Once the tokenization and analysis process is completed, the resulting tokens created by the used analyzer are stored in the index.
By default, tokens saved in the index are available for searching, but their original field values are not stored.

Lucene allows you to store the original field text (before it is analyzed) as well.

Storing Data in Index

Lucene's original field text storage feature is exposed in the index definition object as the Storage property of the IndexFieldOptions.

When the original values are stored in the index, they become available for retrieval via projections.

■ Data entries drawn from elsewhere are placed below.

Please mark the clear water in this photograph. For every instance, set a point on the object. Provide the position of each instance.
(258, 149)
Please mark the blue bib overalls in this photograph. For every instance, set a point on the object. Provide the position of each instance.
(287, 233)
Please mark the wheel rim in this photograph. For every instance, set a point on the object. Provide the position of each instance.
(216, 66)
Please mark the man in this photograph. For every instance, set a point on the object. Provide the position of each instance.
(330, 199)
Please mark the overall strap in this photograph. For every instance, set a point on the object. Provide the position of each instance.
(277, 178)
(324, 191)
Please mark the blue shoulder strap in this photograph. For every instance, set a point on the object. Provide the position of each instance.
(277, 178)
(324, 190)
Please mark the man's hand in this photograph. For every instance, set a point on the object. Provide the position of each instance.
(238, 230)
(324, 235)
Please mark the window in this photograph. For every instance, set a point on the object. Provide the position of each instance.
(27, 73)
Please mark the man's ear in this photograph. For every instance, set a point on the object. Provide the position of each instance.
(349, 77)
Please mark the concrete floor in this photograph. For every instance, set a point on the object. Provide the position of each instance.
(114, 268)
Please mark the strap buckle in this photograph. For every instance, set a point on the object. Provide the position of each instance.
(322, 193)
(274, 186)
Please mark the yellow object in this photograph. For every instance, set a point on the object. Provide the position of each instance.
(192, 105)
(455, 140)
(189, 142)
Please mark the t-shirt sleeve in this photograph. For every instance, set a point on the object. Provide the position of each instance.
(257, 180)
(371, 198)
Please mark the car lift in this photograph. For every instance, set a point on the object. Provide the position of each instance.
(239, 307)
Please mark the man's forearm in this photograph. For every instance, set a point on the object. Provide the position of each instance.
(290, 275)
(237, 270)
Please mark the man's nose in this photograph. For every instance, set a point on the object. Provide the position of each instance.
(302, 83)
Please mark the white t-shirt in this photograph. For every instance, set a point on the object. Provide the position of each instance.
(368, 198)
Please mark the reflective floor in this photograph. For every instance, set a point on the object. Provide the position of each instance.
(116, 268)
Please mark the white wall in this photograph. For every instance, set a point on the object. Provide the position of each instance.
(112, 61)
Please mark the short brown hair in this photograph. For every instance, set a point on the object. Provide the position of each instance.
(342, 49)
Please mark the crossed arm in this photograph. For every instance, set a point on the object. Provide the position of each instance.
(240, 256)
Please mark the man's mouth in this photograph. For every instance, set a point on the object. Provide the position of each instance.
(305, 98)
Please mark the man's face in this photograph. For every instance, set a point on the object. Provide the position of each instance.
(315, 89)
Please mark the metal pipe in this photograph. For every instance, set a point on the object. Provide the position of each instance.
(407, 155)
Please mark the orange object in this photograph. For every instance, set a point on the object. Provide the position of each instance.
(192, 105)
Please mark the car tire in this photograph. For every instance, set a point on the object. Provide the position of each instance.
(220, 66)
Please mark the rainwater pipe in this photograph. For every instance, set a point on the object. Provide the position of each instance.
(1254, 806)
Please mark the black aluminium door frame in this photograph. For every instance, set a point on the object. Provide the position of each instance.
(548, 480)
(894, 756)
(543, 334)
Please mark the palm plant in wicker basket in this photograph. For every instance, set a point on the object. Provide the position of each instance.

public static class Employees_ByFirstAndLastName extends AbstractIndexCreationTask {
    public Employees_ByFirstAndLastName() {
        map =  "docs.Employees.Select(employee => new {" +
            "    FirstName = employee.FirstName," +
            "    LastName = employee.LastName" +
            "})";

        store("FirstName", FieldStorage.YES);
        store("LastName", FieldStorage.YES);
    }
}
IndexDefinition indexDefinition = new IndexDefinition();
indexDefinition.setName("Employees_ByFirstAndLastName");
indexDefinition.setMaps(Collections.singleton("docs.Employees.Select(employee => new {" +
    "    FirstName = employee.FirstName," +
    "    LastName = employee.LastName" +
    "})"));

java.util.Map<String, IndexFieldOptions> fields = new HashMap<>();
indexDefinition.setFields(fields);

IndexFieldOptions firstNameOptions = new IndexFieldOptions();
firstNameOptions.setStorage(FieldStorage.YES);
fields.put("FirstName", firstNameOptions);

IndexFieldOptions lastNameOptions = new IndexFieldOptions();
lastNameOptions.setStorage(FieldStorage.YES);
fields.put("LastName", lastNameOptions);

store
    .maintenance()
    .send(new PutIndexesOperation(indexDefinition));

The default Storage value for each field is FieldStorage.NO.
Keep in mind that storing fields will increase disk space usage.

If the projection requires only the fields that are stored, the document will not be loaded from the storage and the query results will be retrieved directly from the index.
This can increase query performance at the cost of disk space used.